Falls are common among older adults, can lead to serious injuries, and have a substantial cost; $4619-$6756 per emergency department (ED) presentation. This study mapped ED falls-related presentations across the western region of Victoria.


Presentations to 24-hour EDs following a community fall were obtained for individuals aged ≥40years during 2010-2013 inclusive. Repeated ED presentations over the time period were removed. Data from the Victorian Emergency Minimum Dataset was retrieved from the Centre for Victorian Data Linkage, Victorian Department of Health and Human Services. Age-adjusted incidence rates (per 10,000 population/year) were calculated for each Local Government Area (LGA) separately. The impact of aggregated age, accessibility/remoteness index of Australia (ARIA) and socioeconomic status (SES) on LGA level aggregated falls ED presentation rates was also determined using Poisson regression.

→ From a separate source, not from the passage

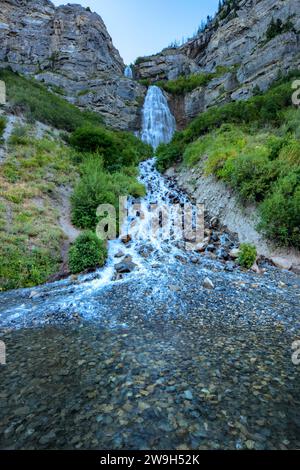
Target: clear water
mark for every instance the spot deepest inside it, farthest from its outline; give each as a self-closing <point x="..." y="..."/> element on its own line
<point x="161" y="246"/>
<point x="159" y="124"/>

Age-adjusted incidence rates for both sexes combined varied from 36.2/10,000population/year (95%CI 28.6-43.8) in Northern Grampians to 241.2/10,000population/year (95%CI 228.5-254.0) in Warrnambool. In men, the rate was lowest in Northern Grampians (27.1; 95%CI 18.3-36.0) and highest in Warrnambool (202.6; 95%CI 186.0-219.3). In women, the lowest rates occurred in Ararat (42.4; 95%CI 30.4-54.4) and the highest in Warrnambool (292.8; 95%CI 273.8-311.7). Age and ARIA were significant predictors of falls rates (p<0.001). For both sexes combined, the incidence rate ratios (IRRs) for age and ARIA were 0.00383 and 40.893, respectively. For men, the IRRs were 0.00135 and 27.668 and for women, 0.00829 and 54.834 for age and ARIA, respectively. Rates also varied by SES (p<0.001); there was a 6-fold difference in rates between the lowest and highest SES LGAs, respectively.


Incidence rates varied across the LGAs. Age, ARIA and SES were associated with falls presentation rates to ED. This study has the limitation that only data from the 24-hour EDs were obtained. Additional research is required to determine reasons for differences between LGAs.